The problem with this suggestion is that it is more feat than feature. Whenever people talk about Arcanum, they always mention that you can travel everywhere without using the world map, but everyone agrees that no one in their right mind would do such a thing. It’s a cool accomplishment, but the result isn’t worth much, and if they could have saved any man hours by reducing the vast majority of the map to a few repeating areas (like Fallout), then they should have done that.
I can see the benefit of the old Fallout method, because the towns get much more attention and are much more interesting and busy as a result. I can see the advantage of the FO3 style, because exploration is much more fun and interesting. I don’t see the benefit of a vast procedurally-generated wasteland, because it probably won’t be very much fun to explore, and it would likely be harder to produce than a few repeating areas. Maybe it would make sense as a backdrop for massive vehicular combat, but that would also change the focus of the game.
Except, that I am not talking about repeating areas... I mean that there should be 50 or 60 hand done sets (like Dunwich, or a shopping mall, or a football stadium), but the bulk of the land would preferably be assembled on the fly using the tile sets in what ever direction you went (possibly saving that data for future use ~or not).

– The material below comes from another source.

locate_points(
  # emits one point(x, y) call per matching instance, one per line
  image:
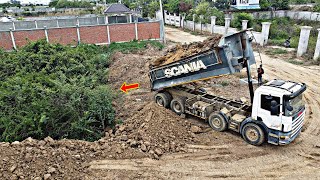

Arcanum took 48 hrs to cross coast to coast, but Fallout 4 could seed the land with encounters, and "set piece" locations amidst the procedural clutter and ruins. The idea is that
if you wandered the wastes, you could in fact encounter strangeness like you did in FO1 & 2, that you would not encounter anywhere else; (though, it would be good to bring back Outdoorsman, and allow for encounters during fast travel, that would set you down on the world map).
Waaaaay way back 22 years ago, "Pool of Radiance" had FPP and overland map exploration, and the game did procedural generation of the combat map whenever you had an encounter. That map simulated the current environment, including the interior building walls and layout if you were indoors, and procedural landscape if you were outside of a town.
Skip ahead to modern day, and Dwarf Fortress auto generates the entire continent on install.